A content piece that starts with real input from a subject matter expert, gets structured with AI assistance, and is reviewed and sharpened by an experienced writer before publication is not thin content. It is efficient content production with human quality control at the critical points. That is meaningfully different from pointing a language model at a keyword, accepting the first draft, and publishing it without review.

For brands with genuine expertise - a specialist consultancy, a manufacturer with deep product knowledge, a financial advisory firm with years of sector experience - AI tools should be amplifying that expertise, not replacing it. The proprietary knowledge is the asset. AI can help you produce it faster and in more formats. It cannot manufacture it from nothing.

The GEO Implication for Content Audits

If your brand is investing in AI visibility - trying to appear in AI Overviews, earn citations in Perplexity, or be recommended by ChatGPT in response to relevant queries - a content audit is not optional. The question you need to answer is whether your existing content would be considered genuinely helpful by a human expert in your field. Not whether it is optimised, not whether it hits a word count, but whether it actually says something useful.

Practically, this means identifying pages where the content adds little beyond what a language model could generate in thirty seconds from publicly available information. Those pages are not contributing to your GEO visibility - they may actively be diluting the authority signals associated with your domain.
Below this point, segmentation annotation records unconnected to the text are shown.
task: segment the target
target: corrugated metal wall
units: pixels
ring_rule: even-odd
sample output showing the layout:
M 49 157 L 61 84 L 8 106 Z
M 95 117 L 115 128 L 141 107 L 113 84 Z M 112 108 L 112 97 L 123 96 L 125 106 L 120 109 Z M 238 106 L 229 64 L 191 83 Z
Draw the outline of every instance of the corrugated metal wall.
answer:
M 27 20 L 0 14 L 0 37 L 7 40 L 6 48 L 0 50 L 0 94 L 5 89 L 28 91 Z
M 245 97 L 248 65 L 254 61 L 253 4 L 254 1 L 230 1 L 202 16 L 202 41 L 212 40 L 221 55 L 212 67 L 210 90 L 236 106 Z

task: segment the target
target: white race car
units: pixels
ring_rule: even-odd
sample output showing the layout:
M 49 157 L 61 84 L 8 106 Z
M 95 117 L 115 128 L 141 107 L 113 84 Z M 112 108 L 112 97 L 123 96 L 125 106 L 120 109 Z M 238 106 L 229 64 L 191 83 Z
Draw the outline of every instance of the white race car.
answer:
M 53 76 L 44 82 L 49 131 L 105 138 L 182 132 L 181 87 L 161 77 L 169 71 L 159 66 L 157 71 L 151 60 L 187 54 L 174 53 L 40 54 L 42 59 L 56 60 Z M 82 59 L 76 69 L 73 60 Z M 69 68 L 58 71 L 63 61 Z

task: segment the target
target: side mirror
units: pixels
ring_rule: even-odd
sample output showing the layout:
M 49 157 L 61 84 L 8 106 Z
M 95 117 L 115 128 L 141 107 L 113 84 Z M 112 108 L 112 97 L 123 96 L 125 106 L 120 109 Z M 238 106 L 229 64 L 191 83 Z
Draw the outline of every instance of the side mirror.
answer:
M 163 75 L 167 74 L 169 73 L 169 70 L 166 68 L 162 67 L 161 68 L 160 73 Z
Consolidating or substantially improving them is a higher priority than producing more content of the same type.

It also means thinking carefully about content formats. Long-form explainers with genuine depth, original analysis, direct answers to specific questions, and content that references real experience all tend to perform better as citation candidates. These formats take more effort to produce well, which is precisely why AI-generated volume content will not compete with them. That is the strategic opportunity - not publishing more, but publishing things that AI systems actually want to reference.

Quality Has Always Been the Answer

The core point from the Ahrefs analysis is simple: Google's standards have not fundamentally changed. Helpful, expert, original content has always been what search systems reward. AI tools have changed the economics of content production - dramatically lowering the cost of creating something mediocre - but they have not changed what good content looks like.

For brands building a GEO strategy in 2026, this is clarifying rather than complicated. You do not need to worry about whether your content was written with AI assistance. You need to worry about whether it is genuinely good. If it is, the mechanisms that make it rank in organic search are largely the same mechanisms that make it citable by AI search engines. That alignment is worth building a content strategy around.